ENTREPRENEURIAL activity is expected to “flourish” across the mid-west region in the coming years, but up to 80% of start-up companies will fail within their first five years of trading, unless they have the right experience mix, it has been warned.
That opinion has been voiced by Limerick Chamber of Commerce president, Kieran MacSweeney, a former senior vice-president of US technology multinational Avocent.
“The reality is that 80% of traditional start-ups fail because they don’t have the necessary blend of technical, entrepreneurial and management skills. Typically 40% of these businesses will even fail in the first year of operations; 80% of those that survive the first five years will fail in the second five. Therefore, after 10 years, only 4% are left and 96% will have failed. This shows that the start-up model in its current typical format, driven by technicians/practitioners, is failing to a large degree,” he said.

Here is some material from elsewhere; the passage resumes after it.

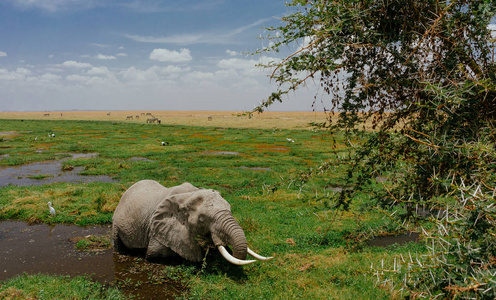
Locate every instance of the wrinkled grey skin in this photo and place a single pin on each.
(169, 221)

Mr MacSweeney was speaking at the launch of Limerick Institute of Technology’s new National Franchise Centre (NFC) – Europe’s first dedicated third-level franchise centre – which aims to aid start-ups and entrepreneurs by aligning the skill-sets of candidates to the right franchise for them and by helping adopt the successful business format franchising methodology at the outset.
Mr MacSweeney said: “Recessions are a breeding-ground for new businesses, as people who have been laid off are forced into having a real go at starting up businesses on their own. What is critical is that the Government and state agencies give a lead in the same way Limerick Institute of Technology is with the National Franchise Centre.
“Rather than sit on its hands, LIT, supported by Limerick Chamber of Commerce, has gone out and not alone come up with the concept of the National Franchise Centre but secured €1m in funding from the European Globalisation Fund (EGF) for employees made redundant by Dell and down-stream companies over the past 18 months,” he added.